Bangkok: Oil prices rose back above $83 a barrel in Asian trade Friday, 28 September, adding to gains in the previous session sparked by a decline in crude inventories at a key Oklahoma terminal and the face-off between the West and Iran.
Light, sweet crude for November delivery rose 36 cents to $83.24 a barrel in Asian electronic trading on the New York Mercantile Exchange by late morning in Singapore.
The Nymex crude contract jumped $2.58 Thursday to settle at US$82.88 a barrel during the floor session.
Tensions between the US and Iran have raised in traders’ minds the possibility of disruption of Middle East oil supplies, analysts said.
The US is trying to raise support for new UN sanctions against Iran over its nuclear programs. Iranian President Mahmoud Ahmadinejad says the nuclear issue is “closed,” and has vowed to defy any U.N. sanctions.
The price gains have put the front-month contract back near the record levels hit late last week by the October contract on the day it expired.
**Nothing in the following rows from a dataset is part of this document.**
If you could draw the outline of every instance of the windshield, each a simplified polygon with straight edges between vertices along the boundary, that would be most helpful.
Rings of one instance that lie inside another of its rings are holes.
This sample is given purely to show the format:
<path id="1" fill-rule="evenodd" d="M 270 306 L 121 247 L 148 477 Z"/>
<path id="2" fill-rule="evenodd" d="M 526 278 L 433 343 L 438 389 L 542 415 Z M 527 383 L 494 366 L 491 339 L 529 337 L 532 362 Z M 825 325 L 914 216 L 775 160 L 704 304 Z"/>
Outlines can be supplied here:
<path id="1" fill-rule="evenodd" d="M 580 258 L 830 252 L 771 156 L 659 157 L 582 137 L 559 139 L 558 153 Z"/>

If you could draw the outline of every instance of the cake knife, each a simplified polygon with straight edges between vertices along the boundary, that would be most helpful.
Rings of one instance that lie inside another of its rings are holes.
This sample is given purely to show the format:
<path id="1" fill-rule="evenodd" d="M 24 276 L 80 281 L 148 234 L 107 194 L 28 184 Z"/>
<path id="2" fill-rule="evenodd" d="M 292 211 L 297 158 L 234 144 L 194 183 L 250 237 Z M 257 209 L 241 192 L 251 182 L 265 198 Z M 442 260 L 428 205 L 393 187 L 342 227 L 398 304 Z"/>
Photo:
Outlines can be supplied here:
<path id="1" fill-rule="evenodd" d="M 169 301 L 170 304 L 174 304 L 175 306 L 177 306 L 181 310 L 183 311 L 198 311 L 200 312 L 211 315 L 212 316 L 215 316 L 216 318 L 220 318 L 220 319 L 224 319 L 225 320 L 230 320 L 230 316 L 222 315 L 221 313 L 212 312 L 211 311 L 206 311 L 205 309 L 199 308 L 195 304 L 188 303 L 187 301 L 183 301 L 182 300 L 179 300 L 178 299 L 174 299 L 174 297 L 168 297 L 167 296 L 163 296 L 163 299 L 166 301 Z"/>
Last Friday the October contract hit $83.90 a barrel before it settled at a record close of $83.32 a barrel.
Also stoking concerns about crude supplies was a slight decline in oil inventories at the Nymex crude delivery point of Cushing, Oklahoma, last week. That decline was about the only element of Wednesday’s inventory report by the Energy Department’s Energy Information Administration that was supportive of prices, analysts said. But it was enough to spark a late rally on Wednesday and to boost oil prices again on Thursday.
Analysts said a number of tropical weather systems were not affecting prices, as none are forecast to disrupt critical gas and oil infrastructure in the Gulf of Mexico.
In addition to the supply concerns, energy traders continue to be encouraged by positive economic reports, analysts say.
Energy investors are closely monitoring whether the problems affecting the subprime lending industry will spread, causing a wider economic slowdown and affecting demand for oil and gasoline.
Also supporting high oil prices are the weak dollar and unrest in Nigeria. The weak dollar makes oil seem inexpensive to people dealing in other currencies.
In Nigeria, Africa’s biggest oil producer and one of the top overseas suppliers to the United States, a foreign oil worker was killed and another kidnapped.
November Brent crude rose 42 cents to $80.45 a barrel on the ICE futures exchange in London.
Heating oil futures rose 0.25 cent to $2.2546 a gallon (3.8 litres) while gasoline prices fell 0.36 cent to $2.0903 a gallon. November natural gas futures fell 0.9 cent to $6.910 per 1,000 cubic feet.